It's the weekend so I'm going to rant a little bit about degenerate inferences, why they're so common in machine learning, and why they can't just be ignored. A cathartic thread.
A concept that's popular in machine learning and academic statistics is _universality_, or degrees thereof. As in universal function approximators or models that capture every possible data generating process over an observation space.
Mathematically the idea is to have models that are incredibly flexible -- lots and lots of parameters, little regularization -- so that with infinite data you can recover any signal/truth. It helps that this asymptotic limits facilitates a lot of mathematical analyses.
But the flexibility is a double-edged sword. A model that's flexible enough to fit almost any signal asymptotically will be _too_ flexible for almost any _finite_ observation. An outright profane amount of model configurations will be consistent with any finite data set.
The more flexible the model, and hence more universal it seems asymptotically, the worse this degeneracy will be preasymptotically. For example for any fixed data size the degeneracies will tend to cover more expansive areas of model configurations.
Alternatively the more flexible the model the more data will be needed to achieve any fixed concentration of consistent model configurations into a finite neighborhood.
Importantly these degeneracies don't manifest as spherical fuzziness concentrating around any particular point but rather complex, twisted surfaces that extend far across the model configuration space.
The stronger the degeneracy the less any single model configuration represents all of the model configurations compatible with any given, finite observation. Optimization will often find _a_ reasonable solution, but only by ignoring many others that are almost just as good.
Unfortunately quantifying _all_ of the model configurations consistent with the observed data, and any available domain expertise, is really really important for decision making as the optimal decision are often very sensitive to the model configurations.
This is fine when trying to caption images -- all you need is one good caption, not all of them -- but it becomes critical when informing policy -- a medical treatment that works for a few patients but not most of them is a disaster. Same for social and economic policy.
The frustrating thing is that none if this is particularly hard to see -- hell it's encoded in much of the computational folk lore of machine learning and statistics.
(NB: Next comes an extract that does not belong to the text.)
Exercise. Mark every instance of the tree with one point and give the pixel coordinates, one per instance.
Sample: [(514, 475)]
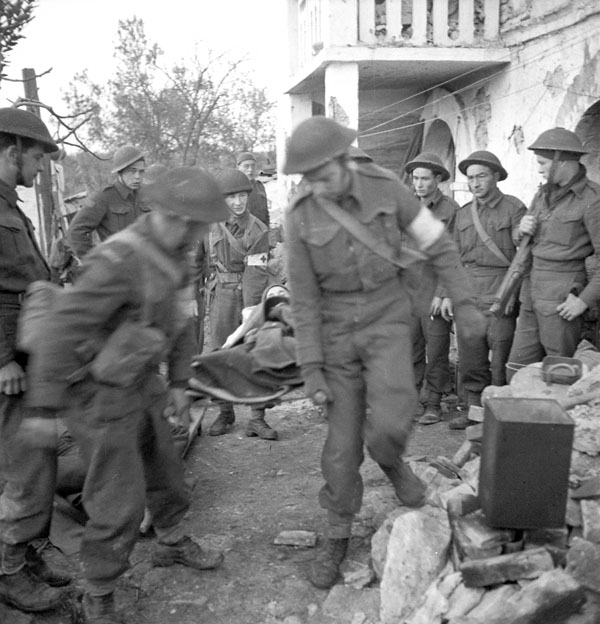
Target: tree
[(14, 15), (193, 113)]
Sensitivity to initial conditions? Multiple modes? The need for heuristic regularization?
Honestly I don't take anyone talking about Bayesian neural networks these days seriously. Try to run MCMC and pay attention to the recommended diagnostics and you'll start to see just how nasty, and hard to quantify, neural network likelihood functions are in practice.
Stop complaining that MCMC is slow when your model is ridiculously degenerate. MCMC is like a gas -- it will fill the available space, or at least try to. If there's too much space then this will take forever regardless of how efficient your Markov transitions are.
Oh, but variational Bayes is so much faster? Yeah, because variational Bayes implicitly projects your degenerate model onto a much simpler model space where all of those universally guarantees disappear. Not that anyone will ever actually acknowledge that.
Again all of that can be fine if you're dealing with applications with trivial consequences. But once your analysis will effect real people it's no longer ethical to pretend that data analysis is a fucking engineering task and completely ignore the assumptions you are making.
I once attended a workshop where a famous computer scientist boasted about how his topic model -- a notorious degenerate family of models -- identified a classification of medical pathologies that clinicians found reasonable, and that it was going to revolutionize medicine.
And all of those other model configurations that his variational Bayes fit ignored that the clinicians would also have found reasonable? The ones that would suggest very different interventions and treatments? No, those weren't important to consider.
Ultimately we get this perfect storm of models designed for asymptotic flexibility and model evaluations that focus on point estimates, which in practice manifests in extremely degenerate models and evaluation procedures that ignore that degeneracy entirely.
And now people in machine learning are patting themselves on the back for starting to talk about these problems while continuing to ignore the applied statisticians and practitioners screaming about these consequences forever? <fights growing aneurysm>
I know that due to dwindling resources and increasing competition academia, and some related industries, have become incredibly cutthroat and people have to fight for funding and recognition. I know that it's harder and harder to play that game and fulfill long held ambitions.
But when you start to externalize the costs of sloppy methodologies, pushing hype and ignoring important consequences to fight for your share of the increasing-meager pie? I know my personal opinion means little but I have zero respect for people who make that compromise.
Anyways, that's my weekend rant. I know that I shouldn't expect much better but I'm an idiot and even after all of this time I'm still frustrated, disappointed, and angry.
Shout out to the exceptional people on the front lines fighting against these trends, those refuse to ignore the consequent and toil under-funded and under-appreciated to do what is needed. I hope that my work helps improve your struggle, even if only marginally.

• • •

Missing some Tweet in this thread? You can try to force a refresh

Keep Current with \mathfrak{Michael "El Muy Muy" Betancourt}


Stay in touch and get notified when new unrolls are available from this author!

Read all threads

This Thread may be Removed Anytime!


Twitter may remove this content at anytime! Save it as PDF for later use!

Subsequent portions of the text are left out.